2012-12-16

Profiles in Spring Framework Configuration

Spring is a perfect place to centralize your project's con­figuration. Afterall, that was it's initial purpose.

Sooner or later, you will want to parametrize your configuration. That means, by setting one parameter, e.g. profile, many configuration details should change.

I'll show you how to do that.

Substitution in Values – PropertyPlaceholderConfigurer

You can read some properties from a file and use them to substitute some „variables“ in bean properties' values. A typical usage example is JDBC configuration – one for developement and other for release:

<!-- JDBC Datasource -->
<bean id="dataSource" class="org.springframework.jdbc.datasource.DriverManagerDataSource">
  <property name="driverClassName" value="${jdbc.driver}" />
  <property name="url" value="${jdbc.url}" />
  <property name="username" value="${jdbc.username}" />
  <property name="password" value="${jdbc.password}" />
</bean>

Now you must specify a file where the values of these ${...}-enclosed variables, called placeholders, are defined. You can use more files, the later overriding the former.
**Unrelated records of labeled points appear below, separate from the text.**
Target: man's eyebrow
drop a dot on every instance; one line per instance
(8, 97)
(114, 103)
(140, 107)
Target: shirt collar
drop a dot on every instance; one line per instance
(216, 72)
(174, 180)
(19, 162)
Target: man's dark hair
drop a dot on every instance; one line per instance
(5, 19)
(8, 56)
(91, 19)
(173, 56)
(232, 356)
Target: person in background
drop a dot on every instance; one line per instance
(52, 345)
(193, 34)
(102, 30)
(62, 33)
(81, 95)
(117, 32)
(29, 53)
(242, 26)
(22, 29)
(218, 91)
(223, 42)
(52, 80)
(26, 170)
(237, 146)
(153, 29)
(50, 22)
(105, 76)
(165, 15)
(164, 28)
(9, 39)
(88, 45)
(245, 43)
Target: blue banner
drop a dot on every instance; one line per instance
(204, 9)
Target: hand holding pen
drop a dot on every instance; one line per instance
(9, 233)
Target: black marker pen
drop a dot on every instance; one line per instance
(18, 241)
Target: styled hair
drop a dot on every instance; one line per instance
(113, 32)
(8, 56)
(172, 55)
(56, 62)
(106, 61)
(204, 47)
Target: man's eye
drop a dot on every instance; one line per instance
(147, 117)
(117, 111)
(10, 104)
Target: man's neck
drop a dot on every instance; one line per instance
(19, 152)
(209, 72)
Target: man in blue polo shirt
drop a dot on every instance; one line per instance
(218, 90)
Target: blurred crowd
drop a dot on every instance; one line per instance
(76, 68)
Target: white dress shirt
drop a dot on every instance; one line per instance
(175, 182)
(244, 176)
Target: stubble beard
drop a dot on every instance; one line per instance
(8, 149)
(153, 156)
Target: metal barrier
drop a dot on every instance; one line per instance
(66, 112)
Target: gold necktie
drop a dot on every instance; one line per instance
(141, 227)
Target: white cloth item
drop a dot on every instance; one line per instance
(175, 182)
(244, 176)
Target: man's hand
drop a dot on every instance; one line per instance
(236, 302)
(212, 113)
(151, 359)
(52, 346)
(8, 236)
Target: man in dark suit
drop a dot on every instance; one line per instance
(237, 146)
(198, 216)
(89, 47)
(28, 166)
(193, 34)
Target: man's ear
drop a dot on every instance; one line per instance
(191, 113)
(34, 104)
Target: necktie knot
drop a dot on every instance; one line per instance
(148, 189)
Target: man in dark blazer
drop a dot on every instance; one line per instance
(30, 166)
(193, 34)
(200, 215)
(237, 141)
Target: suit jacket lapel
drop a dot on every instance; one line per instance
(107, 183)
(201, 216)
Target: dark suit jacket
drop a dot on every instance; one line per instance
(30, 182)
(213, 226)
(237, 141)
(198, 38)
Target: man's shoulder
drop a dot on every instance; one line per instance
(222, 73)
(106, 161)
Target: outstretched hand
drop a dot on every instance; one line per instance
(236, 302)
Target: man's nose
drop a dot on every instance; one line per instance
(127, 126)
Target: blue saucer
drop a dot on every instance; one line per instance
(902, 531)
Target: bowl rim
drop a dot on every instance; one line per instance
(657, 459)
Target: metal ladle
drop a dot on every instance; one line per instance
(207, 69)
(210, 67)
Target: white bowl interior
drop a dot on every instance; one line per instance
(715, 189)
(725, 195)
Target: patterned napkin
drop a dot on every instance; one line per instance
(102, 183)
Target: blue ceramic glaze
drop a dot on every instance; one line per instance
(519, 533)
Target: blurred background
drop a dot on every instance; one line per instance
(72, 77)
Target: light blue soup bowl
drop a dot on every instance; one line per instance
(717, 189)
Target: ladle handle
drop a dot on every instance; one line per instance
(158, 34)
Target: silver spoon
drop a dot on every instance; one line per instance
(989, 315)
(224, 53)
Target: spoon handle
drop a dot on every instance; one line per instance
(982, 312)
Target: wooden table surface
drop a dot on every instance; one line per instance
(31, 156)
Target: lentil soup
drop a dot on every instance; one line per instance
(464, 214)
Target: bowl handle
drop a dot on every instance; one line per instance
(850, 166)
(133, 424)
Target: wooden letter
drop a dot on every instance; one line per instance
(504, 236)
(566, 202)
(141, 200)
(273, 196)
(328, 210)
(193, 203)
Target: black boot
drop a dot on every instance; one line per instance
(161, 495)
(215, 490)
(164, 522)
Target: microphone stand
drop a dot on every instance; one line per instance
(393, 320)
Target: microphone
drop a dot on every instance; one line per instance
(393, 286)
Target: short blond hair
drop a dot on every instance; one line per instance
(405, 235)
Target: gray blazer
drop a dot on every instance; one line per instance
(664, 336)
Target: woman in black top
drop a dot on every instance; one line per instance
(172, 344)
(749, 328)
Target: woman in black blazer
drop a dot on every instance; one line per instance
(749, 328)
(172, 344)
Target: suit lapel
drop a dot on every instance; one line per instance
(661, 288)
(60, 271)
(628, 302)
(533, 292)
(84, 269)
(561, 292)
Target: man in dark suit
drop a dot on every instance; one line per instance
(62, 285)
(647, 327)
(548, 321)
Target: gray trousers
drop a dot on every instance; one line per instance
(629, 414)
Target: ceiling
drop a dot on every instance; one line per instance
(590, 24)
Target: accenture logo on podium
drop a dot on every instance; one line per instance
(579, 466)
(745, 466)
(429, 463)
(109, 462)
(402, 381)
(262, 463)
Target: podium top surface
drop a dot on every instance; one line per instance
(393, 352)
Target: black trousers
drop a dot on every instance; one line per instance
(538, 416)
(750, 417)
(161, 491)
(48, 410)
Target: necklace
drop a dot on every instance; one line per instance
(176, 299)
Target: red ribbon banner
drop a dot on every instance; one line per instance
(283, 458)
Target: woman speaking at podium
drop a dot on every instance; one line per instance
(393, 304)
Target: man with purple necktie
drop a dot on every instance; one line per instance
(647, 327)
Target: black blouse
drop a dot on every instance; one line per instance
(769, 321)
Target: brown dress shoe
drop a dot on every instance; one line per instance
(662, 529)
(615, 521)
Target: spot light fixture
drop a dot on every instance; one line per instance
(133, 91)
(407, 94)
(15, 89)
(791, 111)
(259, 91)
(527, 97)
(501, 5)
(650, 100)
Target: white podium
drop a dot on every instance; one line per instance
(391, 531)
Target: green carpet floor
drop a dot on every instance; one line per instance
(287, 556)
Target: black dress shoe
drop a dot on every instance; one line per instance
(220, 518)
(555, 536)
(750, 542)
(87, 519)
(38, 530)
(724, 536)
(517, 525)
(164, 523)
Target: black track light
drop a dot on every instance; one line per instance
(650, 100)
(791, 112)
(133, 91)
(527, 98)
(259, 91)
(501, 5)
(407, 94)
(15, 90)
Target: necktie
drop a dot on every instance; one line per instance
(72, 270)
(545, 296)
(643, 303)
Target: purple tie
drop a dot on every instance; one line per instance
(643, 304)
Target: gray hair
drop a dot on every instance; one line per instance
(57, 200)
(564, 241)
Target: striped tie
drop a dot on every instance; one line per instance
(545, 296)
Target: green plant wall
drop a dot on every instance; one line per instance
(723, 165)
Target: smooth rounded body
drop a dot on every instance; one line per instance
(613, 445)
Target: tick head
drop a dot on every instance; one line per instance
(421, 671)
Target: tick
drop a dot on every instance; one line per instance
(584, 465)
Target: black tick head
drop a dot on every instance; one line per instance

Here we use properties/database.properties from the .jar to define „defaults“ and then override some properties in an external file.

<context:property-placeholder location="
  classpath:properties/database.properties,
  file:conf/database.properties" />

If you want to keep the possibility of removing the external file and relying solely on the defaults, you might use the ignoreResourceNotFound attribute:

<context:property-placeholder location="
  classpath:properties/database.properties,
  file:conf/database.properties" ignoreResourceNotFound="true" />

However, in Spring 2.x, only the location attribute is supported for <context:property-placeholder/> element (this shall probably work in Spring 3.0). So, you need to define it „old way“ – as a bean:

<bean class="org.springframework.beans.factory.config.PropertyPlaceholderConfigurer">
  <property name="locations" value="
      classpath:properties/database.properties,
      file:conf/database.properties" />
  <property name="ignoreResourceNotFound" value="true" />
</bean>

Setting up a Profile – Parametrized Configuration

In the preamble, I promissed I'll show how to set up some basic profiling.

Profiles can be set up using the placeholders in the placeholder configuration itself – e.g. by setting location to file:conf/${profile}/nastaveni.properties. But where does the ${profile} come from, when we still don't have the properties from the files available?

Spring can substitute placeholders in the definitions of property placeholders using the system properties and evironment variables, that is, what is available from System.getProperty(String) and System.getenv(String).

So first, we define the system property, either as a JVM -D parameter, or programatically:

## in the command line:
$ java -Dprofile=testing

// Or in Java:
System.setProperty( "profile", "testing" );

Then we can set the bean up using all our weapons:

<bean class="org.springframework.beans.factory.config.PropertyPlaceholderConfigurer">
  <property name="locations" value="
      classpath:properties/database.properties,
      file:nastaveni.properties,
      file:conf/${profile}/nastaveni.properties" />
  <property name="ignoreResourceNotFound" value="true" />
  <property name="ignoreUnresolvablePlaceholders" value="true" />
  <property name="searchSystemEnvironment" value="true" />
  <property name="systemPropertiesModeName" value="SYSTEM_PROPERTIES_MODE_OVERRIDE" />
</bean>

The searchSystemEnvironment and systemPropertiesModeName have reasonable defaults and can be ommited. For more information, see the PropertyPlace­holderConfigu­rer javadoc.

See also the oficial (and up-to-date) Spring guide to placeholders and overriding: 3.7.2. Customizing configuration metadata with BeanFactoryPos­tProcessors.

Overriding (or Overwriting) default values – PropertyOverrideConfigurer

When using PropertyPlaceholderConfigurer, you inherently must define the values at least once in some properties file. Sometimes you could assume that the defaults will be rarely needed to be overridden, so you might want to keep the defaults right in the custom beans' configuration in Spring's .xml.

That is possible with PropertyOverrideConfigurer. Simply configure your bean as usualy:

<bean  name="projectInfo" class="cz.dynawest.springtest.CoolProject">
  <property name="author" value="Ondřej Žižka" />
  <property name="maintainer" value="Ondřej Žižka" />
</bean>

Then, you can override some of the properties in a properties file. The syntax of the name is <bean-name>.<property-name>=<value>.

## newProjectInfo.properties
projectInfo.maintainer="Reese Witherspoon"

The final piece of the puzzle is to create a bean that will apply the value to the bean.

<context:property-override location="classpath:newProjectInfo.properties"/>

More information on overriding can be found in Spring Reference Documentation – 3.7.2.2. Example: the PropertyOverri­deConfigurer or PropertyOverri­deConfigurer JavaDoc.